The Centers for Medicare and Medicaid Services (CMS) has issued Use of Insulin Pens in Health Care Facilities, a Survey and Certification Letter in response to reports of inappropriate multi-person use of insulin pens by healthcare facility staff. 

The letter emphasizes the single-person use of insulin pens and advises that sharing of these devices among more than one resident or patient will be cited under the provider and supplier oversight process in the same manner as re-use of needles or syringes. 

What's in the Use of Insulin Pens in Health Care Facilities letter?

Here is a summary of what's in the Use of Insulin Pens in Health Care Facilities letter:

  • CMS has reportedly received notice of insulin pens being inappropriately used by healthcare facility personnel for more than one patient/resident.

  • While designed for multiple applications, insulin pens are meant for single-person use, i.e., “…Regurgitation of blood into the insulin cartridge after injection will create a risk of bloodborne pathogen transmission if the pen is used for more than one patient/resident, even when the needle is changed.”

  • CMS advises that sharing of insulin pens “…is essentially the same as sharing needles or syringes, and must be cited, consistent with the applicable provider/supplier specific survey guidance, in the same manner as re-use of needles or syringes.”

  • In the event of insulin pen use for more than one resident/patient, surveyors are directed to “…focus on the overall infection control practices in the facility.
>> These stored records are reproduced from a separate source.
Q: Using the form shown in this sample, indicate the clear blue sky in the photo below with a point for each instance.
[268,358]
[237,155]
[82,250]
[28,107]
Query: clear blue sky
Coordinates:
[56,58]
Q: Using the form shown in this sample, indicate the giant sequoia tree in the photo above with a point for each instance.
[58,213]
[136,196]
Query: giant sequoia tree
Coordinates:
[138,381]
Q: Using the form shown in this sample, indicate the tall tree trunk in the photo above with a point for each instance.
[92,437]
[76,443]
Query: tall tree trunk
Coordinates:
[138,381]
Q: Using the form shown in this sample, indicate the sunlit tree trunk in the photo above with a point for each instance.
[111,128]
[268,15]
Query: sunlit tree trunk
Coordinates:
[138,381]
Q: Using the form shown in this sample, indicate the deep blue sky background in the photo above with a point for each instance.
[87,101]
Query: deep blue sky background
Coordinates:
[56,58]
The facility plan of correction should include notification of the local health department or state epidemiologist for determination of the need for post-exposure follow-up of patients and residents.”

  • The letter also advises that providers and/or suppliers using insulin pens should review the following recommendations of the FDA to prevent transmission of bloodborne infections in the patients/residents under their care:
    • Insulin pens containing multiple doses of insulin are meant for single patient/resident use only, and must never be used for more than one person, even when the needle is changed.
    • Insulin pens must be clearly labeled with patient/resident’s name or other identifiers to verify that the correct pen is used on the correct patient/resident.
    • Healthcare facilities should review their policies and procedures and educate their staff regarding safe use of insulin pens.

  • The link to updated reference material is on the CDC website and they also issued a clinical reminder.